Płońsk before the Holocaust
Jewish-Political Activity in Płońsk
David Ben-Gurion was born in Płońsk in 1886 as David Grün. His father, Avigdor Grün, instilled in David a love of Zionism. In 1900, Ben-Gurion established the Zionist "Ezra" organization in Płońsk, named for Ezra the Scribe, in order to study the Hebrew language and its heritage. "Shlomo Zemach and I would gather the youth at the synagogue, between Mincha and Ma'ariv, and teach them advanced Hebrew language skills. Over time we managed to persuade the older people to speak Hebrew, by answering them and engaging them in conversation in Hebrew. And there was another very unusual thing: the municipality spoke Hebrew" (Ben-Gurion, Beit Avi (My Father's House), Hakibbutz Hameuchad, 1966).
The "Ezra" youth were among the founders of the "Poalei Tzion" party in Poland. Ben-Gurion was a founder of the branch in Płońsk. Bund emissaries to Płońsk had an argument with the "Poalei Tzion" representative in the city synagogue. "The Bund sent the best of its speakers from the surrounding cities to storm Płońsk," wrote Ben-Gurion, "and at the Great Synagogue there were public disputes between me and the Bund emissaries. The whole city got heartily involved in the polemic. Aside from the traditions of enlightenment, the Hebrew language and Zionism, a 'local-patriotism' was active here: I, who fought against the Bund, was a local boy, and the Bund emissaries were strangers. There were times when they would close the stores during the debates, and the whole city would come to the synagogue." "The Bund emissary would appear at the Płońsk Synagogue, wearing a pistol and accompanied by two bodyguards. Opposite him, David Grün would get up on the stage. In a dramatic, tense atmosphere, they would look at each other; silence filled the synagogue and the verbal duel would begin. After a few days, David Grün… halted the Bund attack on Płońsk and restored 'Poalei Tzion' as the main stream among the youth of the city" (Michael Ben Zohar, Ben-Gurion, Am Oved, 1975, p. 41)."Together they [David Ben-Gurion and Rachel Nelkin] emigrated to Eretz Israel. They sat next to each other with their friends, who had come to say goodbye to them, in the yard of Avigdor Grün, their arms crossed over their chests, their expressions joyful and serious, she in a long dress with an embroidered collar and he in a white rubashka shirt, peaked cap and black boots.

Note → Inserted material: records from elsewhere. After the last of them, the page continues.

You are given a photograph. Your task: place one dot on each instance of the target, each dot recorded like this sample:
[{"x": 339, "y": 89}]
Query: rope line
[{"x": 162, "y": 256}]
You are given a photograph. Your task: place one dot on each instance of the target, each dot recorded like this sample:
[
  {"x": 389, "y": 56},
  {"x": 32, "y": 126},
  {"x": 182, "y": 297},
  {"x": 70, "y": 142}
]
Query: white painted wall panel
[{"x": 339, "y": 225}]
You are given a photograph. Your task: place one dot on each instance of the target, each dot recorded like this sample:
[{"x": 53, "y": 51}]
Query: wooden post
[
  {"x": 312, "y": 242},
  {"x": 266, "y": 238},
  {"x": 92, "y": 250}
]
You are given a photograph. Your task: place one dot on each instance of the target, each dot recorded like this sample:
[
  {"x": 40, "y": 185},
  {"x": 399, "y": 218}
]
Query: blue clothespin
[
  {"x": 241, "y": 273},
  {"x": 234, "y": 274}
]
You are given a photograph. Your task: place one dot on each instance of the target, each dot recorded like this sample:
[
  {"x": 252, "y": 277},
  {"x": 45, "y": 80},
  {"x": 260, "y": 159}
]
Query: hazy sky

Above the friends that had gathered around them, Avigdor Grün looked into the camera from the open window of the house, and next to him flew a "Poalei Tzion" flag. Together, David and Rachel and their friends stood up and faced east. They sang, as was 'Poalei Tzion' tradition, the 'Song of the Oath'" (Michael Ben Zohar, Ben Gurion, p. 43).